One of the reasons why I have trouble with scones is because you need to keep the butter super cold in order to get the correct texture of the finished product. Since I kept the scone base in the freezer, this wasn’t an issue–everything was super cold, including the flour! This ended up being to my advantage.
That doesn’t mean I didn’t run into some issues, though.
For this week’s scone recipe, I decided to take advantage of in-season fruit and bake with it. It’s currently strawberry season and there was a recipe for strawberry scones. It was fate (or just really good planning 😉 )
The dry ingredients were pretty much ready to go, so I kept them in the freezer until I was ready to work with them. The most time consuming part of this whole process was hulling and cutting up the strawberries. I needed about a cup of half-inch strawberry chunks. This was just a little over half of a standard pound of strawberries. I washed the berries before cutting and let them dry for a while before doing anything else. I figured they would be too wet and cause some issues once in the batter.
While the strawberries were drying, I measured out the super-cold scone base and added the wet ingredients combination. Then I realized I was supposed to add the strawberries before the wet stuff. I had no choice but to add them in at the end. I folded things gently and turned the dough ball onto a floured surface.
This is where things always get complicated when I make scones.
Scones are delicate pastry items. You don’t want to overwork the flour too much, otherwise the finished product will be dense and tough. Scones should be light and fluffy. I’m getting the hang of working with the scone dough and I’m realizing that it isn’t as “delicate” as it’s made out to be. Of course, you don’t want to overwork it too much, but you do need to work it a little bit.
So even though I wasn’t as afraid to manipulate the dough ball, it was very wet and sticking to the board, despite it being covered in flour. I decided to make the scones into circles like I did with the lemon scones last time. But, in hindsight because the dough was so moist and wet from the strawberries, I should have made triangles.
After cutting about four scones out from the disc, I refolded it and was able to get two more scones. I tried to recombine the dough to see if I could get one more, but the dough was too wet and soggy and full of strawberries, so I ended up just chucking it into the trash. I couldn’t do anything with it. I brushed the scones with some heavy cream and since I don’t have fancy sanding sugar (like the recipe calls for), I just sprinkled some regular granulated sugar on top.

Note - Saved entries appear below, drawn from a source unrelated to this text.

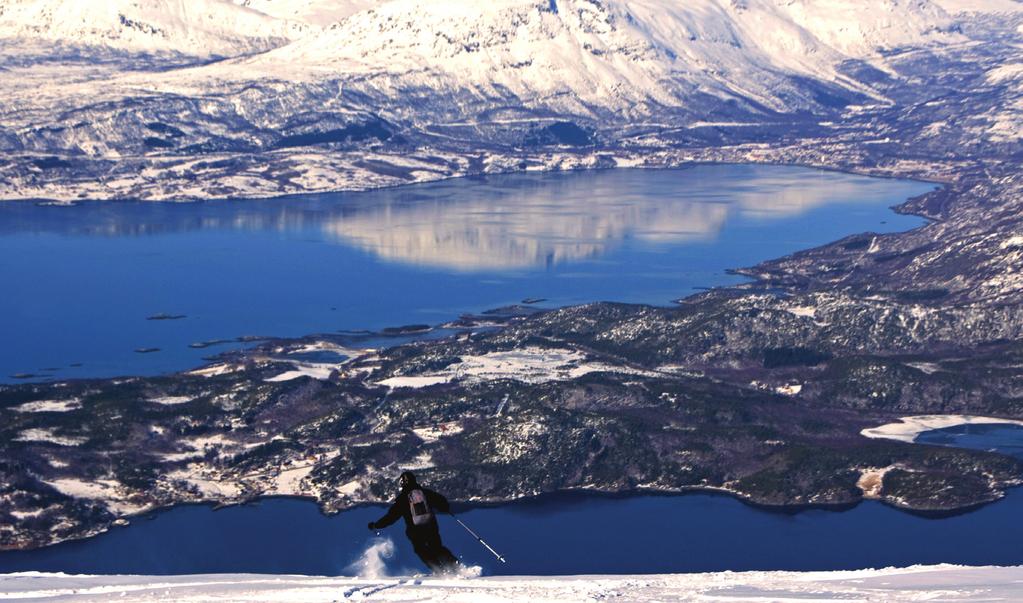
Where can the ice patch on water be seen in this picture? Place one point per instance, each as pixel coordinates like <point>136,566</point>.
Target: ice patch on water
<point>372,562</point>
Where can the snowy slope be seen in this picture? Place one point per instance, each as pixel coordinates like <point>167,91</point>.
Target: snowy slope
<point>625,56</point>
<point>995,6</point>
<point>948,584</point>
<point>357,75</point>
<point>202,28</point>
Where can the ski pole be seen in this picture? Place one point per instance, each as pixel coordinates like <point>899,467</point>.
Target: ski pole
<point>477,536</point>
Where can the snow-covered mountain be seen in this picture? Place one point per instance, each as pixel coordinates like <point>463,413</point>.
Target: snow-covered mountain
<point>318,13</point>
<point>202,28</point>
<point>397,75</point>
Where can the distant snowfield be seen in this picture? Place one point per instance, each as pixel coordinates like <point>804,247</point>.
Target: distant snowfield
<point>942,583</point>
<point>908,428</point>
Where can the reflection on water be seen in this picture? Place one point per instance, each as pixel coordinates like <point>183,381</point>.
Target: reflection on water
<point>587,534</point>
<point>79,283</point>
<point>1004,438</point>
<point>503,222</point>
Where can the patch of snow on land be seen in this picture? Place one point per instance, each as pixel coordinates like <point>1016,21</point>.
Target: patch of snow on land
<point>790,389</point>
<point>435,432</point>
<point>414,382</point>
<point>806,311</point>
<point>925,368</point>
<point>215,370</point>
<point>47,435</point>
<point>529,364</point>
<point>104,490</point>
<point>908,428</point>
<point>49,405</point>
<point>937,583</point>
<point>871,481</point>
<point>321,372</point>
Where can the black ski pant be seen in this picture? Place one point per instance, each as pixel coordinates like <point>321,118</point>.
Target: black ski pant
<point>427,544</point>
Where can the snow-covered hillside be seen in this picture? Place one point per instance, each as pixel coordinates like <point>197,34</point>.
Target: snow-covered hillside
<point>948,584</point>
<point>319,13</point>
<point>459,78</point>
<point>202,28</point>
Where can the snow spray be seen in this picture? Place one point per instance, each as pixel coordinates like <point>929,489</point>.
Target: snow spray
<point>372,562</point>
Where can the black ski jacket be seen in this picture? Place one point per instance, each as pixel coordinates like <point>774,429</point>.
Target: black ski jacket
<point>401,509</point>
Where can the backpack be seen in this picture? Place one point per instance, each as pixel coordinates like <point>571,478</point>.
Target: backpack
<point>421,513</point>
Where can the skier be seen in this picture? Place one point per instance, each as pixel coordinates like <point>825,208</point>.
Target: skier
<point>417,506</point>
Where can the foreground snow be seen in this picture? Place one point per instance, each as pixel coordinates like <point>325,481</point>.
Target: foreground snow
<point>942,583</point>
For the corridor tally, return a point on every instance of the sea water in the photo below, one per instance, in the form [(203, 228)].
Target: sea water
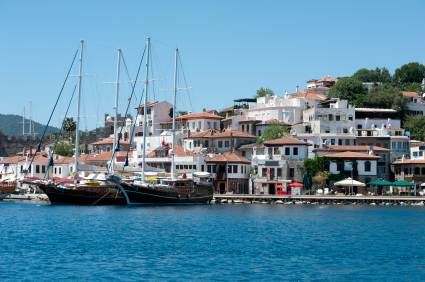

Soon is was time for the scones to be baked. Baking was simple and there weren’t any surprises or accidents. No batter overflowed this time! But they did take a bit longer than the printed time in the recipe, but I think that was my own personal choice to get a little more color on the tops.
These were everything a scone should be. They were crumbly and flavorful. Though I do wish I had the sanding sugar to help with the texture. They were perfect warmed up a bit to help melt the small pad of butter I put on mine.
Though scones in general are not really my go-to pastry of choice, Bobbie Lloyd knows how to make a scone. I’m looking forward to trying some other variations in the book. The Peach-Ginger combination seems intriguing!